PISA – Tommaso Simoncini, ordinario di Ginecologia e Ostetricia all’Università di Pisa nonché direttore dell’Unità operativa di Ostetricia e Ginecologia 1 dell’Aoup, ha inaugurato ieri a Roma i lavori del congresso mondiale di Endocrinologia ginecologica.
L’evento, che si tiene al Centro congressi La Nuvola e ha radunato tremila partecipanti da tutto il mondo, è organizzato dalla ISGE-International Society of Gynecological Endocrinology, di cui Simoncini è presidente (oltre a presiedere il congresso), e rappresenta un’occasione unica per raccogliere contributi scientifici e innovazioni spaziando in tutti i campi di questa complessa disciplina che studia le interazioni tra il sistema endocrino e l’apparato riproduttivo femminile, curando le disfunzioni ormonali in tutto l’arco della vita delle donne, dall’adolescenza alla menopausa.
Il congresso, che dura tre giorni, con più di 100 relatori internazionali, prevede una ricca gamma di sessioni in 10 sale parallele — con presentazioni orali, poster e 32 simposi, organizzati da società scientifiche aderenti alla ISGE — pensate per ispirare discussioni, stimolare nuove idee e mettere in luce gli ultimi progressi nell’endocrinologia ginecologica.
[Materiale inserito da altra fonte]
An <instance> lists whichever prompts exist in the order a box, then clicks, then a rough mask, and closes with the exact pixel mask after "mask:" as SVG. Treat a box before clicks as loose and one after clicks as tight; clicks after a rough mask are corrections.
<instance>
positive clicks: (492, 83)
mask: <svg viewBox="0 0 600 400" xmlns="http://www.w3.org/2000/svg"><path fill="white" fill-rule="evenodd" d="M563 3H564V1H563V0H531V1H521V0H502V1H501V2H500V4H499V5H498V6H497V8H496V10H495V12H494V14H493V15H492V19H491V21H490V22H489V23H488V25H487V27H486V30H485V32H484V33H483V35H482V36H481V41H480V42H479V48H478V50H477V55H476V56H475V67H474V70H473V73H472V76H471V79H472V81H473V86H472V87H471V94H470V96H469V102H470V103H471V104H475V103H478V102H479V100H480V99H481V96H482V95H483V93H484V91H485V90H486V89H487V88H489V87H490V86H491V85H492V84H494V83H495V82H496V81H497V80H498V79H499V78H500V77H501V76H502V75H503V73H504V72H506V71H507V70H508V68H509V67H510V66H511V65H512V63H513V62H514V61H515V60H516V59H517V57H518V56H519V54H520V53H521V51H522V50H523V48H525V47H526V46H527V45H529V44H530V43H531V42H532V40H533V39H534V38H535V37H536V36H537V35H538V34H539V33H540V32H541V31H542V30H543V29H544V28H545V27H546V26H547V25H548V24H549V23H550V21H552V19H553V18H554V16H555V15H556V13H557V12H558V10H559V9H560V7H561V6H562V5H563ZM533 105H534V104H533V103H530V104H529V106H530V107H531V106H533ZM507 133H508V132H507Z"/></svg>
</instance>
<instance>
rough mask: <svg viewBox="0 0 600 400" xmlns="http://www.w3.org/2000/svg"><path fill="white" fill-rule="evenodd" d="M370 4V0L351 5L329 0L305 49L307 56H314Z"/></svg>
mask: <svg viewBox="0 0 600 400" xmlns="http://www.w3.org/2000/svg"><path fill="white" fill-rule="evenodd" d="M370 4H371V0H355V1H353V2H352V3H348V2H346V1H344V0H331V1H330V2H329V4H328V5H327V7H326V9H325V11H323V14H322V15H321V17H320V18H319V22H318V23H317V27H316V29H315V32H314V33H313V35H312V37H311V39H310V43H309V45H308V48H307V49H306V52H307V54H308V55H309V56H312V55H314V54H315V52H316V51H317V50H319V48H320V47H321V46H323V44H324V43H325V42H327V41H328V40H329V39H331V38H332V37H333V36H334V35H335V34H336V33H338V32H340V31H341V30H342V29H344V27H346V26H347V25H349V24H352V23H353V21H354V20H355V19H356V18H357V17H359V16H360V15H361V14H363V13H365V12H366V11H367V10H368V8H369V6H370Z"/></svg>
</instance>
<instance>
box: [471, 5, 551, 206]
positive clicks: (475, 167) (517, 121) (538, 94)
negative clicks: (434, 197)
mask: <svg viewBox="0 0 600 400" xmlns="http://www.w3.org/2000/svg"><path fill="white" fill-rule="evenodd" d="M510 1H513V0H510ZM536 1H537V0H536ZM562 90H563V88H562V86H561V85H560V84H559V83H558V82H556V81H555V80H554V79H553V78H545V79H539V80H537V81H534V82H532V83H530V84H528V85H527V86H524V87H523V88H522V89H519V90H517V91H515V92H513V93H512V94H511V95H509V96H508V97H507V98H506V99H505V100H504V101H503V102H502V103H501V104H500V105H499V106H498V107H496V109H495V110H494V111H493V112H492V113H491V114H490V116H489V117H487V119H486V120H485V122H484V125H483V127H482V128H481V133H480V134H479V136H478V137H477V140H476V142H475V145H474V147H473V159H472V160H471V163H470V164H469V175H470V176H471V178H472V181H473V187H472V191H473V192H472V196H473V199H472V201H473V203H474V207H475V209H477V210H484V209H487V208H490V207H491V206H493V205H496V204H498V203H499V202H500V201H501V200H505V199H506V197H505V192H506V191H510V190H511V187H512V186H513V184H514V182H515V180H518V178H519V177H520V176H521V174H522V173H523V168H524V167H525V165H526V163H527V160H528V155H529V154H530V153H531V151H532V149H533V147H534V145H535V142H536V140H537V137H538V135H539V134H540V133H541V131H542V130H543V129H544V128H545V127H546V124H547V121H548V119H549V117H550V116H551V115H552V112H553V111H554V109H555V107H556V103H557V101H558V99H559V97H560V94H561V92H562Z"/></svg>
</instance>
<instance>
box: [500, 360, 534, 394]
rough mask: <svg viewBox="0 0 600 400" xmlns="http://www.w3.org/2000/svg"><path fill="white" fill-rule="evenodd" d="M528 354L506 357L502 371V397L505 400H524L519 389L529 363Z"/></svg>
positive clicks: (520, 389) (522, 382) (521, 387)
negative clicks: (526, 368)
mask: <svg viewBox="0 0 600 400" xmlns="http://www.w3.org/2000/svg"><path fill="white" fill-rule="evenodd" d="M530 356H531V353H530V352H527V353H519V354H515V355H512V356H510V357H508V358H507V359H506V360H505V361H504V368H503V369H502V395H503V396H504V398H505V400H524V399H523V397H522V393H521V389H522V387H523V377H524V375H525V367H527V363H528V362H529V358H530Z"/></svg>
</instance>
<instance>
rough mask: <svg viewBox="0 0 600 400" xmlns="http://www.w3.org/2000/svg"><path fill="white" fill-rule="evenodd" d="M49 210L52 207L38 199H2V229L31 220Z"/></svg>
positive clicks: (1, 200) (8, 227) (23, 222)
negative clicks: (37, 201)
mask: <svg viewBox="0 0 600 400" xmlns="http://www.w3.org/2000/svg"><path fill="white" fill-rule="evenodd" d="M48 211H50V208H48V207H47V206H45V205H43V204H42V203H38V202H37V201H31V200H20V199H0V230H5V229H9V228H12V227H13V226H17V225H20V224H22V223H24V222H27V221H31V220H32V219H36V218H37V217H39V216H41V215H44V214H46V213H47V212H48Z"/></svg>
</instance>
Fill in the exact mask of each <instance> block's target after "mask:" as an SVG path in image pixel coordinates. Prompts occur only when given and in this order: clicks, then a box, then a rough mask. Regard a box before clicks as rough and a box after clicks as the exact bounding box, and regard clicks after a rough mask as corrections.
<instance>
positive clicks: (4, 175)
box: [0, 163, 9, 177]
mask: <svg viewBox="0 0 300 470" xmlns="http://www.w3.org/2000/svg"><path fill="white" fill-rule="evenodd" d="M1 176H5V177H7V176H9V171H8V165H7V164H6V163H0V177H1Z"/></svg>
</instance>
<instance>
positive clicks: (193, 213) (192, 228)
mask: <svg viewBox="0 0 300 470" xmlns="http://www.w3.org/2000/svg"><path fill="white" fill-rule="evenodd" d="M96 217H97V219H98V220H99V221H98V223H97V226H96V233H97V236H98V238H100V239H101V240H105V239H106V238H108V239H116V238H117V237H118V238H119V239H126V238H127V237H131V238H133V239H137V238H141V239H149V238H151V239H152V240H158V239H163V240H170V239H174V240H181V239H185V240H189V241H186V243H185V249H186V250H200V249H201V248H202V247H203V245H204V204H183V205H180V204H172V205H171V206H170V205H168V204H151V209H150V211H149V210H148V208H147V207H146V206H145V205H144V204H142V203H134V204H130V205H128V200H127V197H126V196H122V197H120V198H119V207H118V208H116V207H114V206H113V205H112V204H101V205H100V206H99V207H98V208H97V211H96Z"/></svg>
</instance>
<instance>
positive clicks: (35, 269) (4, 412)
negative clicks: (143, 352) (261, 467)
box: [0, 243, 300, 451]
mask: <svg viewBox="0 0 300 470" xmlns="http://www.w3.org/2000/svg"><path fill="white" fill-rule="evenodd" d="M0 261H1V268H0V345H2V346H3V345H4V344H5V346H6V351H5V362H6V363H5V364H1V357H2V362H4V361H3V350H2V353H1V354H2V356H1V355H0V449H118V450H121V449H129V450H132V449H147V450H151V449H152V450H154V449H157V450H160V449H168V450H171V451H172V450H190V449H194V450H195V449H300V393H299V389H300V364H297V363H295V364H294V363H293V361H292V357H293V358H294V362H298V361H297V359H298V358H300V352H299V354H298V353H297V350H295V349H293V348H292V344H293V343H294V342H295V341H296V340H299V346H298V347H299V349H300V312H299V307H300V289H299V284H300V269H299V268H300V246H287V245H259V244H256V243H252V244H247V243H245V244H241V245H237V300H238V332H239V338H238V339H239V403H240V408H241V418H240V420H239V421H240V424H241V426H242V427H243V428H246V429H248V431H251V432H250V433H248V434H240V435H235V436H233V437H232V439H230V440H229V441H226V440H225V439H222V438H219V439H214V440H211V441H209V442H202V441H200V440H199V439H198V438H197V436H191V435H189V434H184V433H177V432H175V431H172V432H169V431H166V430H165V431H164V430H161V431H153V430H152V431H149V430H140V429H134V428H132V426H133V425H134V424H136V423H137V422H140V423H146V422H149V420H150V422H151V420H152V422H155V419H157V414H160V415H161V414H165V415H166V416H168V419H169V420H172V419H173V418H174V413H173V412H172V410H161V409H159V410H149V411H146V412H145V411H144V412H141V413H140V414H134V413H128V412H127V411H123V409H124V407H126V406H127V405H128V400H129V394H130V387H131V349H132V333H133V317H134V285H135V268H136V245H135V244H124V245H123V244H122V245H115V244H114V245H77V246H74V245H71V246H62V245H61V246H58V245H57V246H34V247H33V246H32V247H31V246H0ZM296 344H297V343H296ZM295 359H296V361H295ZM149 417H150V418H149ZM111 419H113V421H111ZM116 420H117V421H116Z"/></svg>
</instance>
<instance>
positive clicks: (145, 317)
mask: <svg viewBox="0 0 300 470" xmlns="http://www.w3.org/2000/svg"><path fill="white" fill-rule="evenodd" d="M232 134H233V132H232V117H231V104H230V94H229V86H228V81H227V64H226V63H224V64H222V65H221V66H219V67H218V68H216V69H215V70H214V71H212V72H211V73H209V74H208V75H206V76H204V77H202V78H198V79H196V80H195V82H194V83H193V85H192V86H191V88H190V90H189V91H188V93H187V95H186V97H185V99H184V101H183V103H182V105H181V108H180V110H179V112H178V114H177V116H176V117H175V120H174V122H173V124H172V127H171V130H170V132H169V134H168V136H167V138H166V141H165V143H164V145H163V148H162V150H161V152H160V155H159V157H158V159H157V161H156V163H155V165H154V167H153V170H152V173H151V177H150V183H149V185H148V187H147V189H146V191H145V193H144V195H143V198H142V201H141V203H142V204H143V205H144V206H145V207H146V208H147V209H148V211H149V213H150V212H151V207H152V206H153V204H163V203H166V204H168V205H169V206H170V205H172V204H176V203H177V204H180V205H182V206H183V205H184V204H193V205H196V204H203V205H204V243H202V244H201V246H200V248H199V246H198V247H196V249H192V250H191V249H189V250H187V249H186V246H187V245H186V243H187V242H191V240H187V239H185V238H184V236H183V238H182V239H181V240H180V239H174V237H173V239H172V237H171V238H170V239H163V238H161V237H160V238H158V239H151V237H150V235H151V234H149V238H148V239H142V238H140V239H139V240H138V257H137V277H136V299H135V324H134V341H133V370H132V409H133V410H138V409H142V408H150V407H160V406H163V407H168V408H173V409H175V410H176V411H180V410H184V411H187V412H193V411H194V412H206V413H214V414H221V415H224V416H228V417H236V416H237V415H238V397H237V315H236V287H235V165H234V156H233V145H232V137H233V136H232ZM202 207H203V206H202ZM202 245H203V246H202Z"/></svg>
Oltre ai contenuti accademici, il congresso offre anche momenti dedicati allo scambio di idee per favorire collaborazioni future.
“La ISGE, che quest’anno festeggia i 40 anni dalla fondazione, – spiega Simoncini – promuove a livello internazionale l’avanzamento della ricerca, della formazione e della buona pratica clinica in medicina della riproduzione, endocrinologia ginecologica e del metabolismo femminile attraverso attività congressuali innovative come questa, che coinvolgono tutti i continenti e da cui ci aspettiamo presentazioni all’avanguardia, discussioni dinamiche e preziose opportunità di crescita professionale”.